Forest of Critical Evaluations and Refined Explications of the Sūtra of Perfect Enlightenment by 焦竑 (Jiāo Hóng, 纂)

About the work

A 1-fascicle critical-evaluative anthology of glosses on the Yuánjué jīng (KR6i0551) compiled by the late-Míng polymath 焦竑 Jiāo Hóng 焦竑 (1540–1620). The work is in the pínglín 評林 (“forest of critical evaluations”) format characteristic of the late-Wàn-lì literati commentary genre, which Jiāo Hóng helped popularise across the Buddhist canon. Each section of the sūtra-text is followed by a sequence of comments drawn from earlier commentators (chiefly 宗密 Zōngmì, but also 孝宗帝 Sòng Xiàozōng, 元粹 Yuáncuì, and others), with Jiāo Hóng’s own bǔzhù 補註 (supplementary notes) woven through. The result is a compact, classroom-and-private-study commentary aimed at the educated lay-Buddhist literati readership that was Jiāo’s principal audience throughout his Buddhist publications.

Abstract

The signature line at the head of the work — 太史漪園焦竑弱侯父纂 — identifies Jiāo by his court title (tàishǐ 太史, “Senior Historian”, his Hànlín appointment), his sobriquet Yīyuán 漪園, his given name Hóng 竑, his Ruòhóu 弱侯, and the kinship-honorific 父 (“father”); the editorial action is zuǎn 纂 (“compile”). The work has no autograph preface fixing its date; it must be earlier than Jiāo’s death in 1620 and most likely later than his 1589 zhuàngyuán attainment, which provides the conventional terminus a quo for his major literary publications. The active period 1589–1620 is therefore the appropriate compositional window; further narrowing is not possible from internal evidence.

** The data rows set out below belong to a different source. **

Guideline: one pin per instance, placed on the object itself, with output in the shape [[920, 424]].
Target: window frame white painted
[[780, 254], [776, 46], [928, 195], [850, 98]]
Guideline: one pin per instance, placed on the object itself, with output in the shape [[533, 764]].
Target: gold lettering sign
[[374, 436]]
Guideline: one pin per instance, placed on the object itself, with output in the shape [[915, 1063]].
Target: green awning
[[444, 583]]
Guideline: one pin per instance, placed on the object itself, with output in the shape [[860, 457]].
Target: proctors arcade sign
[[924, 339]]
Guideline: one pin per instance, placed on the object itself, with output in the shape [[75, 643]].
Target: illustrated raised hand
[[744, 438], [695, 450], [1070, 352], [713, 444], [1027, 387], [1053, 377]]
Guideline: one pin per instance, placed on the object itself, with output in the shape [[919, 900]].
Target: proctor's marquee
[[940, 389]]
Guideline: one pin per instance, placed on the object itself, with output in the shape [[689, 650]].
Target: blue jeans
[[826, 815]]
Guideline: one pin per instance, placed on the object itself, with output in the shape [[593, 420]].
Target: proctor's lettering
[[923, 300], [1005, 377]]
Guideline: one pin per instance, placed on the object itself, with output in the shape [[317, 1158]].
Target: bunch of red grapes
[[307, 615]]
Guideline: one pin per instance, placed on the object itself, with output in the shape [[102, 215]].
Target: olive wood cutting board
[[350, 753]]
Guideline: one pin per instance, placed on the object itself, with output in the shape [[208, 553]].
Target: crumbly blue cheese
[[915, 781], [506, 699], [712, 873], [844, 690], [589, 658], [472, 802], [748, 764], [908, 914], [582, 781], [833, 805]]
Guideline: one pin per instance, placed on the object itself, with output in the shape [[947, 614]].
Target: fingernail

The Jīngjiě pínglín is part of Jiāo’s extensive Buddhist commentary cycle, which also includes his KR6d0078 Fǎhuá jīng jīngjiě pínglín 法華經精解評林 (X31 no. 612) on the Lotus Sūtra. Jiāo’s pínglín genre as a whole reflects the late-Wàn-lì conjunction of literati intellectual culture and Buddhist publishing: extensive use of woodblock printing, anthological-critical exegetical method, and literati patronage of the monastic canon-publishing projects. Jiāo himself was a major patron of the Jiāxīngzàng 嘉興藏 project; his commentaries circulated in close interaction with that monumental publishing enterprise.

Translations and research

  • Wǎn-Míng sīxiǎng shǐlùn 晚明思想史論 (Jí Wénfǔ 嵇文甫, 1944) and the broader literature on Wànlì literati Buddhism.
  • Jiang Wu 吳疆. Enlightenment in Dispute: The Reinvention of Chan Buddhism in Seventeenth-Century China. New York: Oxford University Press, 2008. — Treats the late-Míng / early-Qīng literati commentary genre.

Other points of interest

The Jīngjiě pínglín genre as a whole is one of the most distinctively late-Míng contributions to the Buddhist commentary tradition. Whereas medieval commentaries had been classroom or monastic-curriculum products, the pínglín anthology is a literati product, explicitly literary in tone, deliberately ecumenical in source-selection, and oriented to the private-study reading of sūtras by educated laypeople. Jiāo Hóng’s Yuánjué and Fǎhuá pínglín are the principal exemplars.